Selama ini, kita terlalu mudah mengadopsi pendidikan dari negara lain. Di permukaan memang negara yang diadopsi itu memunculkan keberhasilan. Namun, dari sisi budaya, adab, dan situasi lokus tentu ada yang memang tidak dapat diambil begitu saja. Negara itu bagus dalam pendidikan karena akar yang kuat sehingga model tersebut dapat mereka terapkan.
Oleh karena itu, sudah waktunya, Indonesia menjalani projek besar untuk merumuskan pendidikan yang berawal dari akar pendidikan bangsa sendiri. Kita perlu melakukan riset yang mendalam dan serius. Kemudian, hasilnya dapat menjadi tiang penyangga pendidikan di Indonesia.

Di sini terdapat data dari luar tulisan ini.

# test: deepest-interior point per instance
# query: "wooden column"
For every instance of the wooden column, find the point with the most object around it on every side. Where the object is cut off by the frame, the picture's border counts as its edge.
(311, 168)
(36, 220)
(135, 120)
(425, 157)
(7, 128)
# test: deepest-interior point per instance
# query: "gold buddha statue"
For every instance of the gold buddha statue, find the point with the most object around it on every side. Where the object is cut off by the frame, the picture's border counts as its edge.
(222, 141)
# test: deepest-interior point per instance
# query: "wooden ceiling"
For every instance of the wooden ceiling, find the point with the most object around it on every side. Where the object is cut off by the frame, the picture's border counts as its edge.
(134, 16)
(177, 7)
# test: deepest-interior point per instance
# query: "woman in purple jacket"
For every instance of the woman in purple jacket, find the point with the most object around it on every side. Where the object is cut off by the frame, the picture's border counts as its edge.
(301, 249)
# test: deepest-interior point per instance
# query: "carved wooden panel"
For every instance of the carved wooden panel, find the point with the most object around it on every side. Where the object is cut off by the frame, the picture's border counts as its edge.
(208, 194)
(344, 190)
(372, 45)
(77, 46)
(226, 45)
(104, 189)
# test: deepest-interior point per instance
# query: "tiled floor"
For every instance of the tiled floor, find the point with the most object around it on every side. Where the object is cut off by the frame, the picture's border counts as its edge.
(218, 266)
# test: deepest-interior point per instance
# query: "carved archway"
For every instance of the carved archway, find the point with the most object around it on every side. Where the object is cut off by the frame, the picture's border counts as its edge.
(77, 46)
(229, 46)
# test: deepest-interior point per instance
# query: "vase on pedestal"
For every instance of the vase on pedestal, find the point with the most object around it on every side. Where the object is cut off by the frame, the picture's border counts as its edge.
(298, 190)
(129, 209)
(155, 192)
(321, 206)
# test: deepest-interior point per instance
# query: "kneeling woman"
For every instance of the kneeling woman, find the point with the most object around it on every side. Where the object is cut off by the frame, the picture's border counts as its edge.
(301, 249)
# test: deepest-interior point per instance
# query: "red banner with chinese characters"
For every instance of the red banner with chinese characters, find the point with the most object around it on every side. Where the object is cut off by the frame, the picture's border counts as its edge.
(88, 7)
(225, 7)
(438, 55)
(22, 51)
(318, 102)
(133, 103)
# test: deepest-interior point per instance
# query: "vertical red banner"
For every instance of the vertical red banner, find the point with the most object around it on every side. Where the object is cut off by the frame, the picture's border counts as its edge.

Kita selama ini menganggap pendidikan model Ki Hajar Dewantara dianggap bagus namun kita tidak pernah secara serius menjalaninya sesuai dengan roh pendidikan Ki Hajar Dewantara. Seolah-olah, kita hanya mengambil butirnya saja tetapi tidak serta merta dengan budaya dan adabnya secara baik. Begitu pula, pola pendidikan yang khas lainnya di Indonesia hanya dianggap baik namun tidak ada niatan untuk menerapkan sepenuhnya. Ataukah kita memerlukan Revolusi Pendidikan Indonesia?